Raoul Toché (1850-1895) : du rire au drame

A Croissy, nombreux sont les artistes qui, à la fin du XIXe siècle, résident dans les belles villas construites en bordure du fleuve. Parmi eux, le vaudevilliste Raoul Toché dont la disparition brutale en 1895 mit notre petite commune au premier plan de l’actualité.

Ce nom ne vous dit rien ? Et pourtant, Raoul Toché fut l’un des plus populaires (et plus critiqués) auteurs comiques de son temps. "Chefs-d’œuvre de l’éclat de rire" pour certains, "œuvre la plus frivole, insipide et nulle qui soit" pour d’autres, les dizaines d’opérettes, comédies, et autres opéras-comiques, joyeusement mis en musique par Offenbach ou Henrion, firent la une des affiches des théâtres parisiens dans les années 1880.

Né en 1850, Raoul avait réussi, grâce à sa plume narquoise et humoristique, à se faire une place dans les gazettes à la mode où ses chroniques, signées sous les pseudonymes Gavroche ou Frimousse, décrivaient avec humour la vie et les mœurs de ses pairs. Très populaires aussi, ses premières illustrées et ses revues de variétés relataient les potins du monde et du demi-monde du spectacle et des vedettes éphémères. Un style léger, frivole, régulièrement raillé par ses contemporains… Zola et Goncourt. 


Au milieu des années 1880, Raoul suit l’engouement pour la villégiature en bord de Seine et acquiert à Croissy un vaste terrain au 15 rue Charles-Bémont sur lequel il fait bâtir un cottage anglo-normand, la grande mode de l’époque. Cette villa, œuvre d’Henri Lebœuf - l’architecte de l’école Leclerc et de l’ancien bureau de Poste sur le boulevard Hostachy - ne tarde pas à être publiée dans plusieurs revues d’architecture comme modèle du genre. Cédant à la mode paysanne, Toché construit même dans son parc une laiterie pour ses vaches ! 


La villa de Raoul Toché, façade côté berge de la prairie.

A la belle saison, le tout-Paris mondain s’y presse : "Tout le monde connaît à Croissy ce joyeux vaudevilliste et l’originale comtesse noire qu’il a épousé en secondes noces, ainsi que la troupe folle de parisiens qui leur sert de cour à l’ordinaire. L’été venu, leur villa du bord de l’eau s’emplit de rires et de chansons, secouée pendant des nuits entières par les éclats de la plus bruyante gaîté" commente alors la presse locale. 

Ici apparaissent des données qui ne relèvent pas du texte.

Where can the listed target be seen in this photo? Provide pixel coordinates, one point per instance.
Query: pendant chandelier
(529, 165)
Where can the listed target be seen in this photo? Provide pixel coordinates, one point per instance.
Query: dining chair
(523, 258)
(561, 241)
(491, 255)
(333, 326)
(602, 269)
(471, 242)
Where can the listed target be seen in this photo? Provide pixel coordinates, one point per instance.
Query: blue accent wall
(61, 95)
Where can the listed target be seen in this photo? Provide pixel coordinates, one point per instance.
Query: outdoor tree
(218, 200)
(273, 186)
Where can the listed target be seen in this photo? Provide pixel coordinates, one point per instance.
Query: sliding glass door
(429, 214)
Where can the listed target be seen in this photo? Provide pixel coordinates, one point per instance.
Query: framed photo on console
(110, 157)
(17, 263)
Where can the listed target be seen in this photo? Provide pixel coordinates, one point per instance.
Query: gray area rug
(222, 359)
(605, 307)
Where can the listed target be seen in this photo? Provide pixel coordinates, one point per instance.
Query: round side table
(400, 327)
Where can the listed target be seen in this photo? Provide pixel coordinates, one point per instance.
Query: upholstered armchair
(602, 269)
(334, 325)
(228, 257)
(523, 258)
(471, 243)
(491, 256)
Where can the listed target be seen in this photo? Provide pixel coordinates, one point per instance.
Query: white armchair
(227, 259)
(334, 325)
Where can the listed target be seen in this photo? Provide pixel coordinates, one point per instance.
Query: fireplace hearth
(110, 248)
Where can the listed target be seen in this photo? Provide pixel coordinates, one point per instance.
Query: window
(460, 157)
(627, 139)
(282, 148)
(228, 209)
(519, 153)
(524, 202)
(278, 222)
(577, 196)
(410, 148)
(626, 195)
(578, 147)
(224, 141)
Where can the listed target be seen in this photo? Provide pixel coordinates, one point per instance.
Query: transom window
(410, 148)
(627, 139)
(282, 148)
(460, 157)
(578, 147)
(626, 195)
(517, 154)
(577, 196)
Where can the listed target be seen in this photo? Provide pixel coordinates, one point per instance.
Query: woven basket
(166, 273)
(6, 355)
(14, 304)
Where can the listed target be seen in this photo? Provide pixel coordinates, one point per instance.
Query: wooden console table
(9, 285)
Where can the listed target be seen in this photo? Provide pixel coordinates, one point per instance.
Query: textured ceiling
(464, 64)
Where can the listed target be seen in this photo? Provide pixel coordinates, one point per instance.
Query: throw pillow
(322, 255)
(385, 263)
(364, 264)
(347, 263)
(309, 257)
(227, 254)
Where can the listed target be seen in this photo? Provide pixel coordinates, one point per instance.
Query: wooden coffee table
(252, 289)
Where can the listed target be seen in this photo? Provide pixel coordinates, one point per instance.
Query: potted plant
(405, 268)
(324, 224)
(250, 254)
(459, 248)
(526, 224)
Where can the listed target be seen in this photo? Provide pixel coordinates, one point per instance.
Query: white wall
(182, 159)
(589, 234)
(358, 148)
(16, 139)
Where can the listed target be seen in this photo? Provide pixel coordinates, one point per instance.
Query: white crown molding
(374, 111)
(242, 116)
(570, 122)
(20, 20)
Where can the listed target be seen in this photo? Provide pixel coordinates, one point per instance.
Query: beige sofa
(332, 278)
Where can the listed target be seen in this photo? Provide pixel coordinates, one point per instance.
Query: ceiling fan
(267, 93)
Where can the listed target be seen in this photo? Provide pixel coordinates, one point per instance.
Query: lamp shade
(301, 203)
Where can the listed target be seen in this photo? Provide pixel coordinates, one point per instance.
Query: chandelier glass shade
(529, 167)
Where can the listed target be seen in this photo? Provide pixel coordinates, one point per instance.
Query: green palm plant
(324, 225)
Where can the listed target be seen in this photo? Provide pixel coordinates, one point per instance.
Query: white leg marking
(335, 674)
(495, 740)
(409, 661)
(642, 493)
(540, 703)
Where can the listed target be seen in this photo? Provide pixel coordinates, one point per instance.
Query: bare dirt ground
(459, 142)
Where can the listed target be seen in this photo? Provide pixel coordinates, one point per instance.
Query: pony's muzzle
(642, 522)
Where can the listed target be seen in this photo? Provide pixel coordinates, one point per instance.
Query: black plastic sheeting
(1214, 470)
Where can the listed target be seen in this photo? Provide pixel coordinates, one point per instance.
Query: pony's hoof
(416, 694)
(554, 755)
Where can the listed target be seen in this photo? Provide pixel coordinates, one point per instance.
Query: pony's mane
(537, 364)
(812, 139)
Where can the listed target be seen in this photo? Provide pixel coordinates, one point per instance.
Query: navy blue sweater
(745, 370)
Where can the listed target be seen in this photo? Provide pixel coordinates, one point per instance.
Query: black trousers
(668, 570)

Mais la fête ne devait pas toujours durer... Un soir de janvier 1895, l’"apôtre du rire", se loge une balle dans le crâne. "Toché a voulu échapper à la meute d’usuriers qui hurlaient après ses chausses. L’un de ces écumeurs est déjà sous les verrous. Nous espérons qu’on fera bonne justice des ces aigrefins qui spéculent odieusement sur les artistes et les gens de lettres. Un nettoyage s’impose !" commente rageusement La Revue d’art dramatique. Mais à Croissy, "on raconte que pour se procurer des fonds, Toché a hypothéqué la villa en s’en déclarant faussement propriétaire, alors qu’elle appartenait à sa femme. C’est le remords de ce faux qui lui a mis en main le revolver". 


Une œuvre légère, une fin tragique, il n’en fallait pas plus pour que Raoul Toché tombe rapidement et définitivement dans l’oubli. Et du vaudevilliste et chroniqueur à la mode, seule subsiste aujourd’hui sa belle et fatale villa des bords de Seine… 

 
Article paru dans "Côté Croissy" n° 8 - mai 2004.